View Submission

A0441

Title: Value enhancement of reinforcement learning via efficient and robust trust region optimization Authors: Fan Zhou - Shanghai University of Finance and Ecnomics (China) [presenting]
Abstract: Reinforcement learning (RL) is a powerful machine learning technique that enables an intelligent agent to learn an optimal policy that maximizes the cumulative rewards in sequential decision-making. Most of the methods in the existing literature are developed in online settings where the data are easy to collect or simulate. Motivated by high-stake domains such as mobile health studies with limited and pre-collected data, offline reinforcement learning methods are studied. To efficiently use these datasets for policy optimization, a novel value enhancement method is proposed to improve the performance of a given initial policy computed by existing state-of-the-art RL algorithms. Specifically, when the initial policy is not consistent, the method will output a policy whose value is no worse and often better than that of the initial policy.
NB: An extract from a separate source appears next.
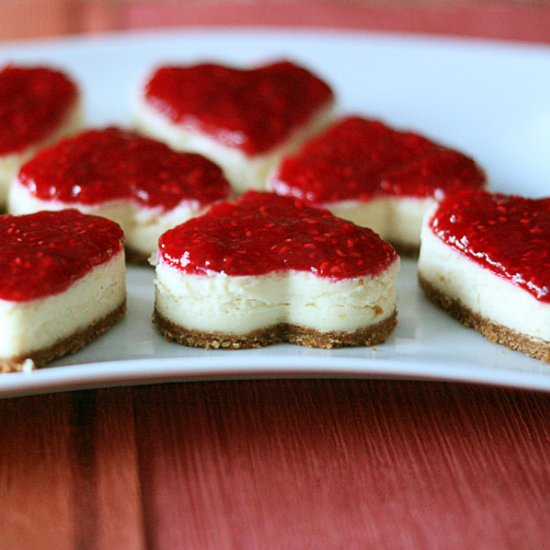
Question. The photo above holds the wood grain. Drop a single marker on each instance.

When the initial policy is consistent, under some mild conditions, the method will yield a policy whose value converges to the optimal one at a faster rate than the initial policy, achieving the desired value enhancement property. The proposed method is generally applicable to any parametrized policy that belongs to a certain pre-specified function class (e.g., deep neural networks). Extensive numerical studies are conducted to demonstrate the superior performance of the method.